On January 11, Myanmar’s military conducted the second in a three-phase process of carefully stage-managed elections, with a final phase of voting to be held on January 25. With major opposition parties like the National League for Democracy (NLD) barred from running, the military’s proxy party, the Union Solidarity & Development Party (USDP), is all but guaranteed to win. Myanmar citizens have described voting in a climate of fear and expressed deep distrust of the regime’s fraudulent election exercise. The process is engineered to ensure that the military retains political power.
Roots of Conflict: Myanmar’s Contested Political Landscape
Since taking power in an unconstitutional coup in February 2021, Myanmar’s military has continually renewed a state of emergency and pledged to return the country to democracy by holding multiparty elections. The regime has sidelined any meaningful opposition in its effort to retain political power while nevertheless presenting a palatable face to the international community to restimulate foreign investment and allay fears of regime change. The fundamental paradox is that as long as the military holds power and ignores the interests of its people, it will be at war with a number of resistance groups that oppose military rule.

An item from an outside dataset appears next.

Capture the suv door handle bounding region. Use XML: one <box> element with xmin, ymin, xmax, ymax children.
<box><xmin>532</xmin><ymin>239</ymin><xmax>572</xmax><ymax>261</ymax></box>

The military hopes the election will reset the clock to 2010, when it previously held elections that paved the way for the USDP to assume power based on the military-drafted 2008 Constitution. However, the USDP has never been as popular as the military anticipated, and people continue to support the NLD, even when it is sidelined. With Aung San Suu Kyi under house arrest during the 2010 national elections, the NLD opted to boycott the polls. In 2012, it won 43 of 44 open seats, an early indicator of the party’s enduring popularity. When Aung San Suu Kyi entered office that year, the international community applauded the USDP’s political reforms under President Thein Sein, a retired general who surprised analysts with his liberalization policies.